Since hypertension has no visible symptoms, many cases go unnoticed and untreated until complications, such as stroke or heart attack, occurs. To raise awareness for early intervention, the new guidelines lower the threshold for diagnosing hypertension. Previously, hypertension was defined as a reading of 140 over 90 and “elevated” blood pressure was 130 over 80. Now, hypertension begins at 130 over 80 and elevated blood pressure begins around 120 over 80. The new guidelines account for health risks and complications that occur in the early stages of the disease and place increased importance on monitoring and early detection.

While the advanced stages of hypertension often require more advanced treatment — such as medication — preventive, non-pharmaceutical treatments are often your best bet to improve your cardiovascular health early on. With some simple lifestyle changes, you can significantly decrease your chances of developing hypertension.

Eat better. If you really commit, healthy eating can improve your systolic blood pressure by as much as 11 “points” within one month or so. Establish a diet rich in fruits, vegetables and whole grains. Eat foods (not supplements) high in potassium, such as bananas, avocados, sweet potatoes and yogurt.

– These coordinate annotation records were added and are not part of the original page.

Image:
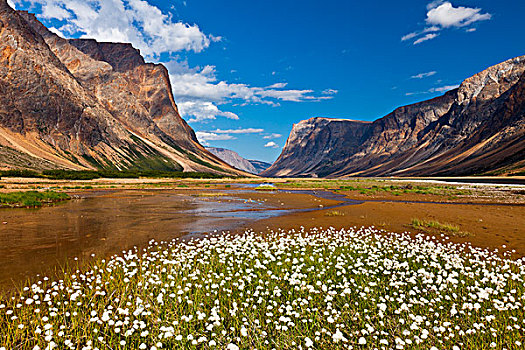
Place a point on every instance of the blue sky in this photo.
(244, 71)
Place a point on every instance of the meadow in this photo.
(31, 199)
(356, 288)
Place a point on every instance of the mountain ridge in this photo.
(80, 104)
(237, 161)
(477, 128)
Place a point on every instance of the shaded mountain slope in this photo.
(477, 128)
(80, 104)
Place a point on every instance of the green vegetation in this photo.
(112, 174)
(210, 194)
(432, 226)
(372, 187)
(31, 198)
(322, 289)
(265, 188)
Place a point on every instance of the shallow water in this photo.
(37, 241)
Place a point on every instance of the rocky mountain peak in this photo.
(476, 128)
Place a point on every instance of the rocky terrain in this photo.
(238, 162)
(81, 104)
(478, 128)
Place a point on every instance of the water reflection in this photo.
(38, 241)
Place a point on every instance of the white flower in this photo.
(308, 342)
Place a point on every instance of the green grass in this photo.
(432, 226)
(210, 194)
(323, 289)
(265, 188)
(31, 198)
(374, 187)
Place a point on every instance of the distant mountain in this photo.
(238, 162)
(478, 128)
(81, 104)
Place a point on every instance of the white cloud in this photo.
(271, 144)
(203, 110)
(278, 86)
(204, 137)
(200, 89)
(134, 21)
(446, 15)
(330, 92)
(423, 75)
(415, 34)
(272, 136)
(443, 88)
(199, 93)
(425, 38)
(442, 15)
(239, 131)
(433, 90)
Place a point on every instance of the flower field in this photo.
(321, 289)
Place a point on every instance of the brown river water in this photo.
(39, 241)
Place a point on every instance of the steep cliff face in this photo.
(477, 128)
(80, 104)
(317, 145)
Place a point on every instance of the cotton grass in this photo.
(321, 289)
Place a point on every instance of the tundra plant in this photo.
(321, 289)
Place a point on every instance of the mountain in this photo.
(478, 128)
(81, 104)
(238, 162)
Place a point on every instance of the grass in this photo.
(374, 187)
(433, 226)
(322, 289)
(334, 213)
(30, 199)
(210, 194)
(265, 188)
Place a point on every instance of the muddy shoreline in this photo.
(108, 219)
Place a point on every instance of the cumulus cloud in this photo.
(271, 144)
(203, 110)
(239, 131)
(442, 15)
(204, 137)
(200, 95)
(272, 136)
(434, 90)
(425, 38)
(423, 75)
(444, 88)
(445, 15)
(278, 86)
(200, 89)
(136, 21)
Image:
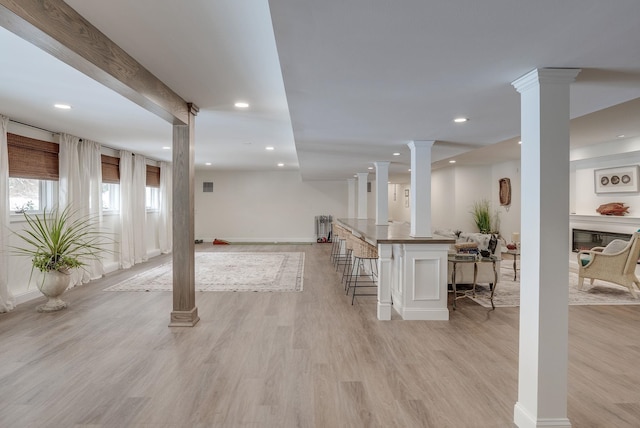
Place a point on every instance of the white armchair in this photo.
(614, 263)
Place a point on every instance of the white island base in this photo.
(412, 272)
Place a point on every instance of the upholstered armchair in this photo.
(614, 263)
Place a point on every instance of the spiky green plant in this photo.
(481, 212)
(60, 240)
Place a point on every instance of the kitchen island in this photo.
(412, 272)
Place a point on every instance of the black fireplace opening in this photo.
(587, 239)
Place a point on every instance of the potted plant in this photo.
(58, 243)
(483, 218)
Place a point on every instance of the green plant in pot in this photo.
(59, 242)
(485, 220)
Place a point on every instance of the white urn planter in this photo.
(52, 286)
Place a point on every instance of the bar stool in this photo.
(338, 244)
(347, 268)
(363, 254)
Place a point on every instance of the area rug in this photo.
(600, 293)
(221, 271)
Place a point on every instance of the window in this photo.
(31, 195)
(152, 198)
(110, 198)
(33, 174)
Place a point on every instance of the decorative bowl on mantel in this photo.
(613, 208)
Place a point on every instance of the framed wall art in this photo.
(622, 179)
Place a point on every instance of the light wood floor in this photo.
(306, 359)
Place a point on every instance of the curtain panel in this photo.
(139, 208)
(126, 210)
(80, 187)
(7, 301)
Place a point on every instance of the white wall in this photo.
(454, 190)
(264, 206)
(584, 200)
(398, 210)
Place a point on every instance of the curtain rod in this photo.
(33, 126)
(58, 133)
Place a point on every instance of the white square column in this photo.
(351, 198)
(362, 195)
(543, 357)
(382, 193)
(420, 200)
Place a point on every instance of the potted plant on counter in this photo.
(486, 221)
(58, 243)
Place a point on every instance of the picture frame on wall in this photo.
(623, 179)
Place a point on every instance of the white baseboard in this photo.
(153, 253)
(267, 240)
(111, 267)
(28, 296)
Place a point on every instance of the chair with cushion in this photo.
(614, 263)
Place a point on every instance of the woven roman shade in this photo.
(110, 169)
(153, 176)
(31, 158)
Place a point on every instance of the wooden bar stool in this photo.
(364, 270)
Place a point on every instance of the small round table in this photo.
(514, 254)
(456, 260)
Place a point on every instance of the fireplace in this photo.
(586, 239)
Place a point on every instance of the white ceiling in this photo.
(349, 82)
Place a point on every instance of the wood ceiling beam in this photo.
(56, 28)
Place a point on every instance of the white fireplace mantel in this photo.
(607, 223)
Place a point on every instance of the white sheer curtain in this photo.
(69, 192)
(6, 299)
(133, 179)
(90, 164)
(165, 226)
(139, 208)
(79, 186)
(126, 210)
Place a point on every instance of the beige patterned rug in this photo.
(227, 272)
(600, 293)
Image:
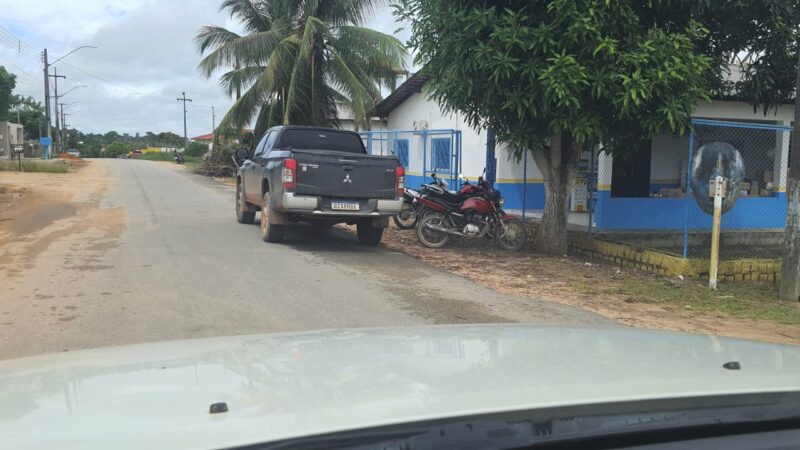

Avoid foods with large amounts of saturated fats or sodium, and avoid excessive alcohol use.

Exercise regularly. Thirty minutes of exercise, five days per week, can improve your blood pressure by four “points.”

Test your blood pressure at home. You can use a digital home monitor or visit your local pharmacy to track your blood pressure between doctor visits. Measure your blood pressure with a validated instrument, using a well-positioned cuff while you are in a relaxed state. Avoid exercise or alcohol 30 minutes prior, and take readings in the morning and evening. This can give your physician a more accurate reading and better insight into diagnosis and treatment.

While the new guidelines create a uniform process for taking accurate blood pressure readings, patients themselves can sometimes create unreliable measurements. Patients with “white coat syndrome” feel nervous during a checkup and, as a result, experience elevated blood pressure when measured in a physician’s office. On the other hand, some patients with “masked hypertension” have normal readings in the office but spike in other times or settings. Both instances can lead to inaccurate diagnoses, so home monitoring can be very helpful.

Regular monitoring and healthy lifestyle changes can be the keys to managing your blood pressure and treating hypertension early, before medication becomes necessary. Talk to your physician to schedule a blood pressure screening. ••

Dr. Sonela Skenderi is a cardiologist at Nazareth Hospital.